Sobre la oscuridad de la mancha sombría, con el tenedor, trazaba palabras blancuzcas en letra de molde sobre el mantel: YIHADISMO, CAMBIO CLIMÁTICO...
-¿Qué está escribiendo ahí?- acabaron preguntándose entre todos, ya que él no respondía; tan sólo escribía palabras sueltas, o más bien las rasgaba, en la pequeña sombra: CORRUPCIÓN, NARCOTRÁFICO. Unos tenían que leerlas de frente y otros descifrarlas desde otros ángulos, silabeando en voz alta para sí y para los demás: VIO-LEN-CIA-DE-GÉ-NE-RO, ES-PE-CU-LA-CIÓN-FI-NAN-CIERA...

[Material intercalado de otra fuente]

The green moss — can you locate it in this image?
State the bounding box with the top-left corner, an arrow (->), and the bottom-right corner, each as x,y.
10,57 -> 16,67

-¿El señor está seguro de que no rayar la mesa con esas letras? -le preguntó un camarero que, sin mayor motivo, puso delante de él la cuenta común. Él acalló al camarero con la palma de la mano abierta. “No soporto que me interrumpan”, le respondió. El camarero adoptó un aire digno y contenido mirando a su cliente. Una mancha de sombra le cubría el ojo izquierdo, como un parche. Sin más respuesta, el cliente siguió escribiendo -o dibujando, o tallando- sobre la mancha oscura lo último que se disponía a expresar antes de pagar y levantarse, ahora con la punta de un palillo de dientes: 67, 32€ A PAGAR ENTRE TODOS Y TODAS.
Él habría deseado hablarles del eclipse, hasta el final. De la inconveniencia de pasear bajo el eclipse.